L’Espagne, les Juifs et Israël


par Olivier YPSILANTIS

L’antisémitisme espagnol offre certaines particularités. Je ne les passerai pas en revue dans le présent article (qui prend appui sur une étude de Gustavo D. Perednik) et ne m’arrêterai que sur une  seule d’entre elles — la plus particulière de ces particularités.

Pour nombre d’Espagnols, l’antisémitisme n’existe tout simplement pas dans leur pays. On pourrait parler d’ingénuité. Lorsque Javier Solana a déclaré qu’il n’y avait pas d’antisémitisme en Europe,  provoquant la colère de certains, je reste convaincu qu’il ne donnait pas dans la provocation et qu’il était parfaitement sincère, peu lucide mais sincère. Pour les Espagnols, l’antisémitisme est  exclusivement lié au nazisme.

Les Espagnols expriment plutôt ouvertement leurs sentiments, y compris les moins amicaux, et pas seulement envers les Juifs et Israël. Je vis en Espagne depuis bientôt vingt ans et j’ai pu observer  ce phénomène dans des milieux très divers, populaires et diversement bourgeois.

Les Espagnols distinguent rarement entre Israël et «les Juifs». Ils ont donc la fâcheuse tendance à croire que l’antisémitisme est provoqué par l’État d’Israël. A ce propos, signalons que l’Espagne  a été le dernier pays occidental à établir des relations diplomatiques avec Israël, en 1986. Pourtant, lorsque la chose les arrange, les Espagnols (et ils ne sont pas les seuls) établissent une  nette distinction entre Israël et «les Juifs» ; et  ils concluent tout  naturellement que l’antisionisme, y compris le plus radical, ne revient pas nécessairement à attaquer «les Juifs» ; autrement dit, qu’il ne relève pas nécessairement de l’antisémitisme.  Dans son livre, «El antisemitismo en España. La imagen del judío (1812-2002)», l’auteur, Gonzalo Álvarez Chillida, ne parvient pas — et en toute bonne foi, semble-t-il — à démêler les préjugés  contre les Juifs et les dénonciations contre Israël.
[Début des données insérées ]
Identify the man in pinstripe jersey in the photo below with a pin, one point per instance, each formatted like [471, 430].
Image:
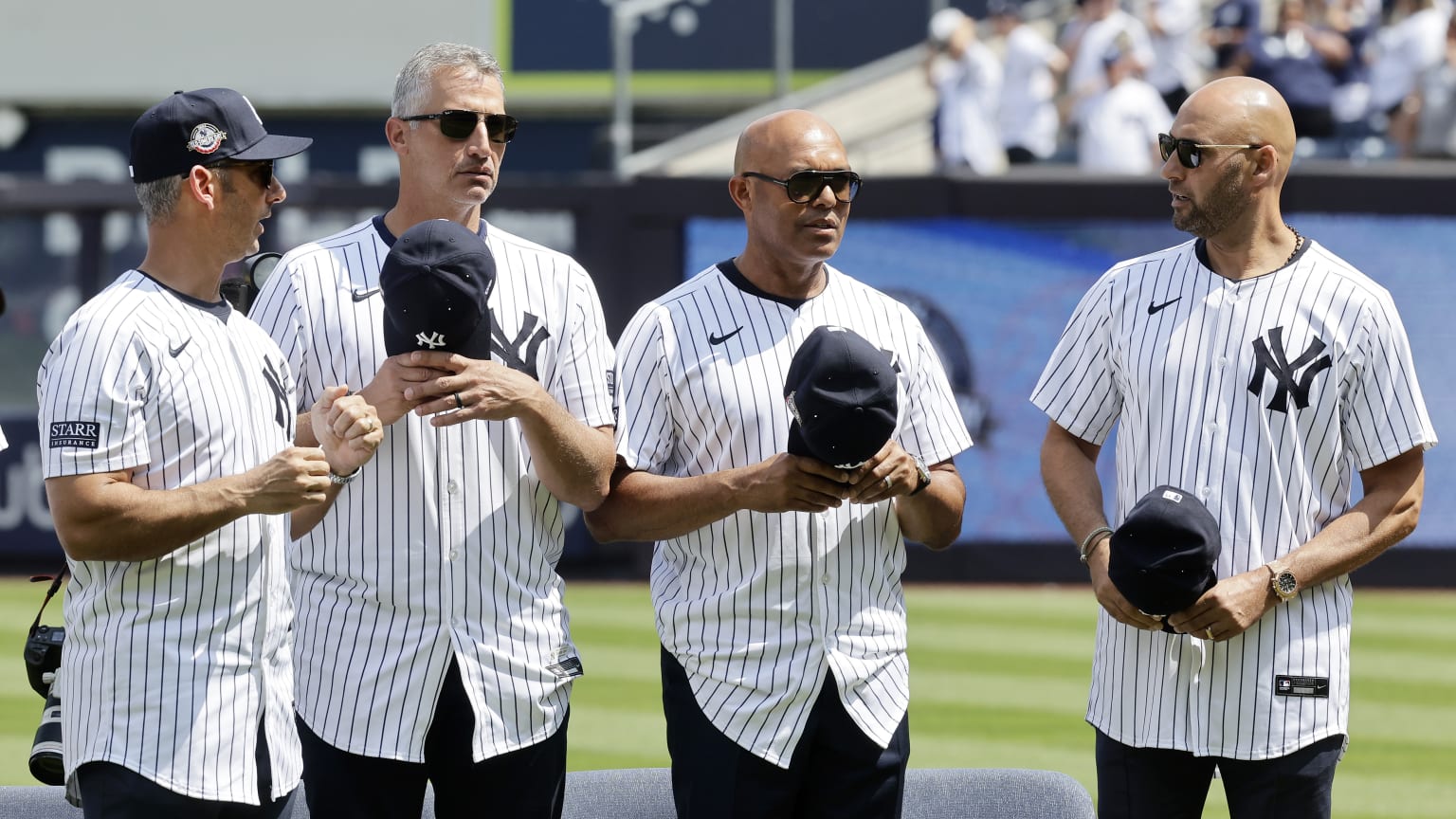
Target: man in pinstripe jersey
[776, 577]
[1260, 372]
[168, 420]
[432, 640]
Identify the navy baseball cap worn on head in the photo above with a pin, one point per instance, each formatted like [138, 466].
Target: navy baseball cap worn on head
[436, 282]
[1164, 553]
[203, 127]
[842, 393]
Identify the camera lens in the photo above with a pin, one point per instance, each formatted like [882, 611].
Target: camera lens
[46, 754]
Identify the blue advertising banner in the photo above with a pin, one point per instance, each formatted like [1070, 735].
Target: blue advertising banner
[712, 35]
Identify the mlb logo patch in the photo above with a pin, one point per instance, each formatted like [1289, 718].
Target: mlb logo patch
[82, 434]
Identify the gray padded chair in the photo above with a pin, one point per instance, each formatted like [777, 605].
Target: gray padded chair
[646, 793]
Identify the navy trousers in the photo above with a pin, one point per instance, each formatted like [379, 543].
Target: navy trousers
[836, 770]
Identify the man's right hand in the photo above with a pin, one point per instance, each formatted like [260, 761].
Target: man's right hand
[791, 482]
[386, 392]
[296, 477]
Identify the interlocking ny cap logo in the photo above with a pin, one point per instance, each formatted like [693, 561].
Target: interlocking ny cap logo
[1273, 358]
[432, 341]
Les attaques contre Israël (généralement sous forme de perfidie) ne sont pas rares dans la presse espagnole. Citons cet article d’un journaliste réputé, Enrique Curiel, publié dans «La Razón» du 20  avril 2003 et intitulé «El nombre del problema es Israel». Je ne m’étendrai pas sur ce genre de littérature qui est toute entière activée par la théorie du complot : ce journaliste laisse entendre  que l’Intifada est le résultat d’un complot ourdi par Georges W. Bush, Ehud Barak et Ariel Sharon. J’ai personnellement entendu, le 11 septembre 2001 (j’habitais alors à Cordoue), deux retraités  espagnols de mon quartier déclarer d’un air entendu que les attentats contre les Twin Towers était un coup du Mossad…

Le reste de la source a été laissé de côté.